Happy Birthday Stephen King!

Dear Mr. King,

I just wanted to wish you a Happy Birthday! No, my name is not CHRISTINE or ROSE MADDER. I’m just a simple girl from a simple town who lives in THE HOUSE ON MAPLE STREET. Number 1408. Thank God it’s not Elm Street. (That would have been a nightmare don’t you think? ha ha) No, I’m just A FACE IN THE CROWD of your many Constant Readers who just want to wish you joy on your special day. I hope your wife doesn’t mind that I’m writing to you. You seem to have A GOOD MARRIAGE so I guess I shouldn’t worry about that. If only I had JUST A LITTLE TALENT I could write you a poem or a creepy story about A DEATH or the AFTERLIFE. You really like those scary stories don’t you? The kind that give you SHIVERS. Me too, I’m afraid. I like to sit in the DARKNESS on a night that’s FULL DARK, NO STARS in the SUMMER THUNDER when it’s FOUR PAST MIDNIGHT in SILENCE while I drink THE DEVIL’S WINE with my dog CUJO curled up beside me. Just kidding, his name is Toby but trust me his bite is worse than his bark. I’m not kidding about the wine part though. My favourite wine is called Back From the Dead Red by Coffin Ridge. Look it up if you don’t believe me. A little spot in Grey County Ontario.

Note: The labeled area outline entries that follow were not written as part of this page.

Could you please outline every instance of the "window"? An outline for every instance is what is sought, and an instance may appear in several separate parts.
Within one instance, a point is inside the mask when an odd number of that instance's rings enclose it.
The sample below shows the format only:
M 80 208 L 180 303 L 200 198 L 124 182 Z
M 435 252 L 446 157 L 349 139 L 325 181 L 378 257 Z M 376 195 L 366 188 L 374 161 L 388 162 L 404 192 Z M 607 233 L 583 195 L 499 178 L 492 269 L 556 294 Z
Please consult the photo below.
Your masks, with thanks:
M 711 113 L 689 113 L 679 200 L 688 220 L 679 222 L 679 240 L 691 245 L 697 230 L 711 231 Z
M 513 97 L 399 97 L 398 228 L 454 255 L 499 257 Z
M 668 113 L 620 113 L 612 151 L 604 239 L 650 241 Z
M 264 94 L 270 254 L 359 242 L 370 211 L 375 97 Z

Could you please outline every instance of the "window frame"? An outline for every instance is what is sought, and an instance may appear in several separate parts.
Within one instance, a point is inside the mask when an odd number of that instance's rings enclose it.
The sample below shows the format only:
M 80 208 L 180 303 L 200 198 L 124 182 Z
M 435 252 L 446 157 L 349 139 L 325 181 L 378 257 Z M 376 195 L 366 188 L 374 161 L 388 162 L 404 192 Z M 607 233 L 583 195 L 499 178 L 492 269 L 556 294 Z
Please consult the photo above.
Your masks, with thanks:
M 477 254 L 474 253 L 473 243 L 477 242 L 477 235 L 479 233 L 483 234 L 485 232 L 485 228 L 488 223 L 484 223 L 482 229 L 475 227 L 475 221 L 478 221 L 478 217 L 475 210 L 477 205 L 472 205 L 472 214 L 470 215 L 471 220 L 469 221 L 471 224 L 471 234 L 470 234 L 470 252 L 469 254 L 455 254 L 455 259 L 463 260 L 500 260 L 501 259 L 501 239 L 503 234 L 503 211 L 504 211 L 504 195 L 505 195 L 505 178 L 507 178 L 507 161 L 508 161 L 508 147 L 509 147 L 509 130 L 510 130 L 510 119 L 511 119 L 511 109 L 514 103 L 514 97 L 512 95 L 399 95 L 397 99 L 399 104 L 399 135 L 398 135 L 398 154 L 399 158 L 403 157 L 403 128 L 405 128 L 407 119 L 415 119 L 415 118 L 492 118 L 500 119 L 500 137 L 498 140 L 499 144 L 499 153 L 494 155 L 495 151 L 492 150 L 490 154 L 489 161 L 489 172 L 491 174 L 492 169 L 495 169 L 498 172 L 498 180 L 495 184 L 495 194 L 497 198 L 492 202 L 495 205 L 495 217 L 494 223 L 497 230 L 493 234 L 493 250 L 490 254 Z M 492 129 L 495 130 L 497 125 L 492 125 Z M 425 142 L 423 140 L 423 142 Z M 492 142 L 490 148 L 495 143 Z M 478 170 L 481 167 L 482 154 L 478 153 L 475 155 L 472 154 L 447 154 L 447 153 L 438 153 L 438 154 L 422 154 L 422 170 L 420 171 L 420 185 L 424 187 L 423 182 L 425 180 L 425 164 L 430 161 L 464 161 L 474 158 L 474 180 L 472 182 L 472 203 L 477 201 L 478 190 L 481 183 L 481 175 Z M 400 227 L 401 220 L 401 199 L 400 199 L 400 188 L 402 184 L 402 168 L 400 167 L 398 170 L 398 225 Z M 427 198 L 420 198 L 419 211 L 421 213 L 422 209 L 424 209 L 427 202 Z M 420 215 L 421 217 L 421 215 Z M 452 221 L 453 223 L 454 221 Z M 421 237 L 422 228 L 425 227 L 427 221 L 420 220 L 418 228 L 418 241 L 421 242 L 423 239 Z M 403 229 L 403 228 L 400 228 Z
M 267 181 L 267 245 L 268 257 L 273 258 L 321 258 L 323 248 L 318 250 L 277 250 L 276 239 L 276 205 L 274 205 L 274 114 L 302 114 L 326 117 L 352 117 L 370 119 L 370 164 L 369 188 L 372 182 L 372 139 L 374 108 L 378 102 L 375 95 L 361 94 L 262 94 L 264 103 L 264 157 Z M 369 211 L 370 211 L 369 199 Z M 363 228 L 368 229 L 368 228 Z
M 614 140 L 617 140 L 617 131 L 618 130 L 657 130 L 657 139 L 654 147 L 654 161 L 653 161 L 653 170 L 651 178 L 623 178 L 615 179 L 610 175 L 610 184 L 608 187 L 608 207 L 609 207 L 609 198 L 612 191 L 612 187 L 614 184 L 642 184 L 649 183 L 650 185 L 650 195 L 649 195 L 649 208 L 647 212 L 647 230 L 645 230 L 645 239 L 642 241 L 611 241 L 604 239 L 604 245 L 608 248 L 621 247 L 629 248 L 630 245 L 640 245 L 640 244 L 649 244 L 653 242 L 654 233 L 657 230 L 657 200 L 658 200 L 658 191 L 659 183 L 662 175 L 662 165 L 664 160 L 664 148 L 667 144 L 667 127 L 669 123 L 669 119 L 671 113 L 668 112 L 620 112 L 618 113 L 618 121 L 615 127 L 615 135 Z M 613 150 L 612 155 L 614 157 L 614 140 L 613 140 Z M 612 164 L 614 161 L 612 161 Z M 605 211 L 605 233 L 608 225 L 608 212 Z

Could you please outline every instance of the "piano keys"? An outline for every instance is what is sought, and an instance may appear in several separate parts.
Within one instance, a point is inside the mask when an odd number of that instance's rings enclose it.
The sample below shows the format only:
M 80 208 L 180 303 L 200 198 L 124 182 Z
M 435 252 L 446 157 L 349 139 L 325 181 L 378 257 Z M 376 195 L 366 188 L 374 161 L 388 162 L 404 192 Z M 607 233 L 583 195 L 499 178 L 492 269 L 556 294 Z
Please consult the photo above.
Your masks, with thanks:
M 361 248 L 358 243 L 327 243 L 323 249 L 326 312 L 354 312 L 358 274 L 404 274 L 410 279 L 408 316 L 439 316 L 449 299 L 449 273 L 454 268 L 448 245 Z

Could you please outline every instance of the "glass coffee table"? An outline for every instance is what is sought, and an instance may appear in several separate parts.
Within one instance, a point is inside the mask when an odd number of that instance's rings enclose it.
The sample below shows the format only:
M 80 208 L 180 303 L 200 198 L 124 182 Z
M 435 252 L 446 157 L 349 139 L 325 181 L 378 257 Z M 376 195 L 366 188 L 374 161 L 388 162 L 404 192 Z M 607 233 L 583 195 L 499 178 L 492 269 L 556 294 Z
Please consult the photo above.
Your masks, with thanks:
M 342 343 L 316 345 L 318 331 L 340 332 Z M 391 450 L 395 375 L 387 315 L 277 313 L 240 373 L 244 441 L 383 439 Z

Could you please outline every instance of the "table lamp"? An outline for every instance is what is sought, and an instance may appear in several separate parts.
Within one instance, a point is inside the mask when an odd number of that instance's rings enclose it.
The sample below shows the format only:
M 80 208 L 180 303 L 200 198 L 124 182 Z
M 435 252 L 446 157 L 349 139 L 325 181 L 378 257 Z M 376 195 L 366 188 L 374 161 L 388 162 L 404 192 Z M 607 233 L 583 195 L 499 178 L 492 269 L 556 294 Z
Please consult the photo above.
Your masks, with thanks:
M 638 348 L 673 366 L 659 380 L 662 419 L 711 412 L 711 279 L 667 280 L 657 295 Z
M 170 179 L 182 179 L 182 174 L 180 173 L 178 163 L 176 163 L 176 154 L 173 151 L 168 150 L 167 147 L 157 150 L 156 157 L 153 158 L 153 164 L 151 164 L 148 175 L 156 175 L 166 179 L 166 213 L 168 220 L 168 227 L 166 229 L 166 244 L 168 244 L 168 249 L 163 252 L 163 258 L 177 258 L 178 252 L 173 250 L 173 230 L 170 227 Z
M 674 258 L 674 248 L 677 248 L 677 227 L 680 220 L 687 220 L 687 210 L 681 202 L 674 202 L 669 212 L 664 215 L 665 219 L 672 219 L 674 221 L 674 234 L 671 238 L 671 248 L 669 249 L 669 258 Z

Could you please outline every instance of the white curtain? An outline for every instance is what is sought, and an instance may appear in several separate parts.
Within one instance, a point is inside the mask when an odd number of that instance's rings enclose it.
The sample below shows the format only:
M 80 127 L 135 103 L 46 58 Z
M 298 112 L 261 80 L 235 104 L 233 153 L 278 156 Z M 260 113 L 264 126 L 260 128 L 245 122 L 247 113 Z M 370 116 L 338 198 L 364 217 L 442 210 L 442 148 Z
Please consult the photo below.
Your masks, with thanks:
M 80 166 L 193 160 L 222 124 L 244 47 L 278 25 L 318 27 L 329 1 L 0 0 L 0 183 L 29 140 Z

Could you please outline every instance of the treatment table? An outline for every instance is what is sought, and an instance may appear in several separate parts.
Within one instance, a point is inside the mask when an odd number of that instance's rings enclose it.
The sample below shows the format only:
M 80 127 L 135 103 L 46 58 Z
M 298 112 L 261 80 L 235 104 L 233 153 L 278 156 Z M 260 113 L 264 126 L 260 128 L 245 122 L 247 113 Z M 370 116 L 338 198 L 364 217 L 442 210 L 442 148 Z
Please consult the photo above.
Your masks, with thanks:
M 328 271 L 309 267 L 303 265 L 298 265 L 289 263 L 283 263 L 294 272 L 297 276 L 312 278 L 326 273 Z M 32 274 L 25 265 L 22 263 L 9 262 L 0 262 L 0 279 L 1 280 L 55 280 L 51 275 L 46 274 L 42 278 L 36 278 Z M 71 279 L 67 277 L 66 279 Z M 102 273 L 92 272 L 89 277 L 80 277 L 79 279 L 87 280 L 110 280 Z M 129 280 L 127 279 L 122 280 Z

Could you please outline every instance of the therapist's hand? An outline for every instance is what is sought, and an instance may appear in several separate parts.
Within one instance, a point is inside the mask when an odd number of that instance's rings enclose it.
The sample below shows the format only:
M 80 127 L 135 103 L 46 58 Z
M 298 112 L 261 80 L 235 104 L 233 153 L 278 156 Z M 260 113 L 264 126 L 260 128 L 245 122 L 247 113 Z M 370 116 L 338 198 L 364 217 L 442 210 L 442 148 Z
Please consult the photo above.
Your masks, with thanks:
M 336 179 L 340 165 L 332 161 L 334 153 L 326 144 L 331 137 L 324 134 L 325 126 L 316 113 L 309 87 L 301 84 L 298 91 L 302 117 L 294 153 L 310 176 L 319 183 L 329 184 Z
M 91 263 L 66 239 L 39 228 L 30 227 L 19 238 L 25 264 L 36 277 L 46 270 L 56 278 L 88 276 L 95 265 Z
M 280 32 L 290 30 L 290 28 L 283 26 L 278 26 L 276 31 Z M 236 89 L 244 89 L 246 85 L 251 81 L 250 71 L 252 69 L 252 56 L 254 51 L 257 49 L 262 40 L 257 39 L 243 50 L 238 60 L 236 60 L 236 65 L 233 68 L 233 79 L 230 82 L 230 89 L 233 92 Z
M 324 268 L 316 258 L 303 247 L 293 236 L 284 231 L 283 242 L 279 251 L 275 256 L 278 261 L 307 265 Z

Anyways, I know getting older sucks but I’m a little worried about you Mr. King. You’ve been looking much THINNER these days like you’re captain of the SKELETON CREW. Eat something for Christ’s sake. (I apologize, I didn’t mean to be a dirty birdie. Forgive me, I got carried away.) I just want you to be around to write more books. Selfish I know. I’m just jealous of your talent Stephen. (May I call you Stephen? No?) ENVY Mr. King. It’s my LITTLE GREEN GOD OF AGONY. So before you even look upon THE REAPER’S IMAGE, look inside THE DARK HALF of your soul that’s crying in DESPERATION to get out. Take some advice from Nike and just do IT. Write me another DARK TOWER novel. Write me another nightmare to give me CHATTERY TEETH and INSOMNIA. I didn’t want to sleep anyways. Put me out of my MISERY and be THE SHINING of literary excellence I need you to be. Take a vacation in DUMA KEY or crack open a Coor’s Light. I hear it’s the SILVER BULLET of beers. (See what I did there?) Do whatever you need to do to keep those creative juices flowing.

In short, I need you to CARRIE on Mr. King. I hope your next DEDICATION is to me. After all, I’m your number one fan.